Tim is right, I do love love. I’ve wondered where the feelings actually come from, so I did some reading about it tonight. Apparently, the feeling of falling in love is wired in us to help the survival of our species. While sexual desire exists to make sure we pop out babies, the feelings of love exists to promote bonding and pairing between mates to increase the survival rate of the children.


Love is not a matter of the heart, it’s all in our brain. Chemicals like dopamine and norepinephrine are released when in love. The chemicals increases energy, increases focus, and helps make us feel fucking awesome all the time. In fact, research shows brain activity in love is almost identical to our brain activity on cocaine.

Day Two   /   lettering by Jon Contino

Timothy Goodman

Did you see Jessica today?

What did y’all do together?
We went to our first therapy session together. I think it was a bit soon for this, but our therapist Jocelyn wanted to have a consultation first.

Did anything interesting happen?
Jocelyn hit us with a TON of questions that I’m not sure either of us were prepared to talk about so quickly with her:

1. Why are you doing this project?
2. What is the goal of this project?
3. Why don’t you just really date each other?
4. Do you want to date each other?
5. Are you ready to be hurt?
6. What happens if you screw up your friendship?

And on and on and on! I almost had a panic attack. However, neither Jessie or I would have talked about this stuff so soon without having the therapist as a soundboard. I think it was helpful. I spent five years seeing a therapist, so this isn’t strange to me. Jessie is currently in therapy, so it’s all good with her too. However, this couples thing doesn’t feel natural or easy.


Did you learn anything new about Jessica?
Jessie didn’t like that I talked about how we approach money differently. I wasn’t being critical, nor do I think it’s a big deal. But I do save money, while I think she spends. I’m a product of growing up with out any money, so now that I make some money, I get nervous and like to save.

Did you learn anything new about yourself?
I get uncomfortable talking about what could happen in the next 40 days. I’m not worried about the unknown, but about us falling into our usual roles, and how we deal with that.

How do you feel about this relationship/project right now?
I was wondering the whole time during therapy, “Wait, why are we doing this?!” As Jocelyn said today, “emotions know no project boundaries.”

Is there anything that you want to do differently?
I was sort of freaking out after therapy.

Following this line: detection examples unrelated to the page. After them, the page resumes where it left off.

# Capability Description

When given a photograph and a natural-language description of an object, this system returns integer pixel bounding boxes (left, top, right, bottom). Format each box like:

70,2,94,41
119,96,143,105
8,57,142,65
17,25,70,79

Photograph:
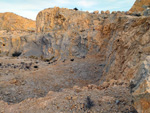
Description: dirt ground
0,56,136,113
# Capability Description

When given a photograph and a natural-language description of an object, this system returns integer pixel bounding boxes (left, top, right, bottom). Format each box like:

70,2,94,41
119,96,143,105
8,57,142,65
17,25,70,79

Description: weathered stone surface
130,0,150,12
0,3,150,113
0,12,36,32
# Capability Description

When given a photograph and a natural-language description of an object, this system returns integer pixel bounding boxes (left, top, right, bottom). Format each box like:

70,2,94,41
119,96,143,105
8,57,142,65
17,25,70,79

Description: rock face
130,0,150,12
0,6,150,113
0,12,36,31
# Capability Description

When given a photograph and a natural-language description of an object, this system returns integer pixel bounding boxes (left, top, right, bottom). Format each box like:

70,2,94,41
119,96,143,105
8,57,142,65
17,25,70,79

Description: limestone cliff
0,12,36,31
130,0,150,12
0,6,150,113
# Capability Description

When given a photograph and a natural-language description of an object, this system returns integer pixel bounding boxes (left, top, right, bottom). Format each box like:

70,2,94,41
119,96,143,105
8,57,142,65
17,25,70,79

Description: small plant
12,51,21,57
86,96,94,109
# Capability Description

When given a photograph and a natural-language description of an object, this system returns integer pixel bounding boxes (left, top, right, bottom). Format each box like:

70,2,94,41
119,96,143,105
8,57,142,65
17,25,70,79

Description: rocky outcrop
130,0,150,12
0,7,150,113
0,12,36,32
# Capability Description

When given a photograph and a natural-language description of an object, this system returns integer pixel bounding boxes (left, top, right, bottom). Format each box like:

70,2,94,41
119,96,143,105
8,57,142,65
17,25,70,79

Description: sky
0,0,136,20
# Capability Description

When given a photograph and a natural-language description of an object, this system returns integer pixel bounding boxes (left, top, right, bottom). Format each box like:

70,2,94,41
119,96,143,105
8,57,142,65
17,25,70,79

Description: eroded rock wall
0,12,36,32
130,0,150,12
0,7,150,113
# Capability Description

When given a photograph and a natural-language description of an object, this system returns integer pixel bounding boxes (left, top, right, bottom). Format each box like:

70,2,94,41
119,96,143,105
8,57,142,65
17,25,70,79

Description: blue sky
0,0,135,20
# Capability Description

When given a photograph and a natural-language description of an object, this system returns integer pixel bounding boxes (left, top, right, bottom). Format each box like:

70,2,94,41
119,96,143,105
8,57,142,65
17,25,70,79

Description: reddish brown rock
0,12,36,32
130,0,150,12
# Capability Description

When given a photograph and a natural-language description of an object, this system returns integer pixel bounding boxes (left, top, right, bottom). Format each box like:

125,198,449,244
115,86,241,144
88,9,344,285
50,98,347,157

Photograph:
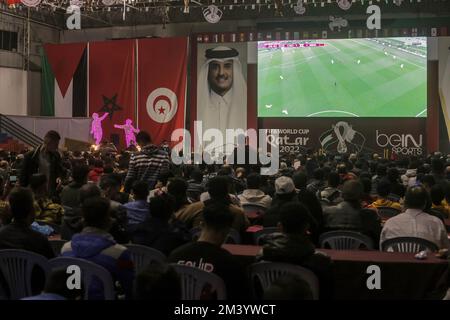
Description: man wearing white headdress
197,46,247,149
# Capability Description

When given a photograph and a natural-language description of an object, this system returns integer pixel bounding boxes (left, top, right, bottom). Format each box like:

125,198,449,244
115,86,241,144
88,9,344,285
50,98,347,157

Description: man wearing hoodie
123,181,149,232
60,164,89,208
257,202,333,299
61,197,134,300
401,161,419,188
88,159,104,183
238,173,272,209
125,131,170,192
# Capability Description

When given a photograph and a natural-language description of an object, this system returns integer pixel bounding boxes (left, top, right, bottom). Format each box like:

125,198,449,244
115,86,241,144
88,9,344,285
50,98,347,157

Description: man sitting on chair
380,186,449,249
258,202,333,299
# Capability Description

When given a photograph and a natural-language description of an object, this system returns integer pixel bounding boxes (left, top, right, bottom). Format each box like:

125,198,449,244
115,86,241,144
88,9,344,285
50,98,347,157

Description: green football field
258,38,427,117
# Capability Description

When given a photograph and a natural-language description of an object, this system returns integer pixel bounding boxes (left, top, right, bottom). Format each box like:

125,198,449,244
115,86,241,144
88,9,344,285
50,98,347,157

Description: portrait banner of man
197,43,247,137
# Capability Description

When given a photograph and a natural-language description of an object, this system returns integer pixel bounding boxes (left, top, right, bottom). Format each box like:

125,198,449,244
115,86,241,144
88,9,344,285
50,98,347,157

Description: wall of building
0,13,59,115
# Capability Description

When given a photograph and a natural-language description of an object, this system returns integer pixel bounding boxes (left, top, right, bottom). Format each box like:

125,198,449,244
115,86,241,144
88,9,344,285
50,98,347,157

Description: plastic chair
250,262,319,300
49,257,116,300
190,227,241,244
242,203,267,215
49,240,67,257
377,207,401,220
253,227,280,246
381,237,439,253
170,263,227,300
0,249,50,300
125,244,166,274
319,230,374,250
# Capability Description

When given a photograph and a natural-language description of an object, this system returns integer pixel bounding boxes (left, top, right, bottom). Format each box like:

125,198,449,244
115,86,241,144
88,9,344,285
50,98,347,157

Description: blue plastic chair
48,240,67,257
253,227,280,246
381,237,439,253
319,230,374,250
250,262,319,300
190,227,241,244
0,249,50,300
170,263,227,300
49,257,116,300
125,244,166,274
377,207,401,220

I was texting with one of my best friends, Greg in Chicago, and he told me to just have fun with it. So, I want to make sure I just have fun with it.


Additional comments?
I was thinking about some of my buddies who are in a relationship that doesn’t completely stimulate them. So many men and women accept this standard, it’s no wonder why half of all marriages end in divorce. Are we so desperate for companionship that we’ll compromise our happiness? Are we afraid to go after what we really deserve? And why don’t we realize this until it’s too late?